Dan Owens at Blog for Rural America has a discussion of the prohibition of planting fruits and vegetables on base acres. Marginal Revolution also has a post on the subject.
When I read the MR post I reacted--"this isn't right". Fortunately I did some checking before posting and found that the things I was challenging were indeed correct, or at least correct enough for purposes of discussing farm programs. (I don't think the bar's too high there.) I find I do that more these days; what knowledge I accumulated during my career is becoming obsolete.
I do remember when fruits and vegetables first came in, at least I think I do. It was the 1985 farm bill, which introduced the concept of "flex" acres, or 50/92--the idea that a farmer's payment acreage for a program crop could be planted to other than the program crop. We were working away on the implementation when the fruit and vegetable people started calling to ask what could be planted "other than the program crop"? We said, according to the way we read the law, anything. The next thing you knew there was a small little bill flying through Congress amending the 1985 act to exclude fruits and vegetables. From that little seed a mighty issue has grown.

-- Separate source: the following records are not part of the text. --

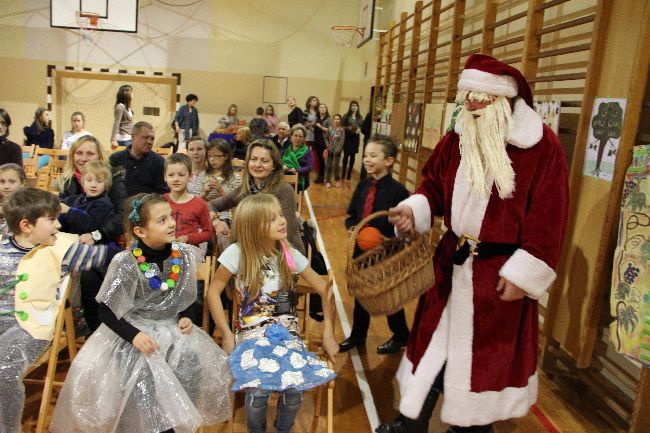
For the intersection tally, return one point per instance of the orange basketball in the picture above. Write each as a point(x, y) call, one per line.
point(369, 238)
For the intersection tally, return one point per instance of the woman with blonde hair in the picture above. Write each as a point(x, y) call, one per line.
point(81, 152)
point(263, 172)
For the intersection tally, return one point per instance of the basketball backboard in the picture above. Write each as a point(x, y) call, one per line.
point(112, 15)
point(366, 20)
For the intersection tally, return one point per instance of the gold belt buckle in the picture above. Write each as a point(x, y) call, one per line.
point(472, 247)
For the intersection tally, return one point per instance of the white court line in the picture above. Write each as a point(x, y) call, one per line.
point(364, 387)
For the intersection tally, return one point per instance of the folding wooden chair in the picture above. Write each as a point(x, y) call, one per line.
point(28, 150)
point(305, 289)
point(64, 336)
point(204, 273)
point(30, 165)
point(43, 181)
point(293, 180)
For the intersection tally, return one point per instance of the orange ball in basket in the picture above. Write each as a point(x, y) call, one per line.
point(369, 237)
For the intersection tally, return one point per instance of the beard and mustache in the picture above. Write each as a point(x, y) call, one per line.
point(483, 135)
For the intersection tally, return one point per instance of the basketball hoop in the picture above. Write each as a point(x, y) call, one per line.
point(345, 35)
point(87, 22)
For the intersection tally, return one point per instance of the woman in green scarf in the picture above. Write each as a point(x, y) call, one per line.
point(297, 158)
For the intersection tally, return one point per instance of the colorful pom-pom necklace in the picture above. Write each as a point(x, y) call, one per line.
point(155, 282)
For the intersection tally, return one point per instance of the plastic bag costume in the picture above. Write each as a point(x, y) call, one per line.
point(113, 387)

Judging by the rhetoric around this issue, the only reason President George H.W. Bush didn't eat his broccoli is it was too high-priced--if we just had a few million more acres of carrots and broccoli prices would fall to the point that everyone would eat their 6 or 8 servings of fruits and vegetables a day. Pardon my skepticism, but while removing the prohibition might lower the price and expand the acreage a bit, I don't think it would mean a major change in the nation's diet.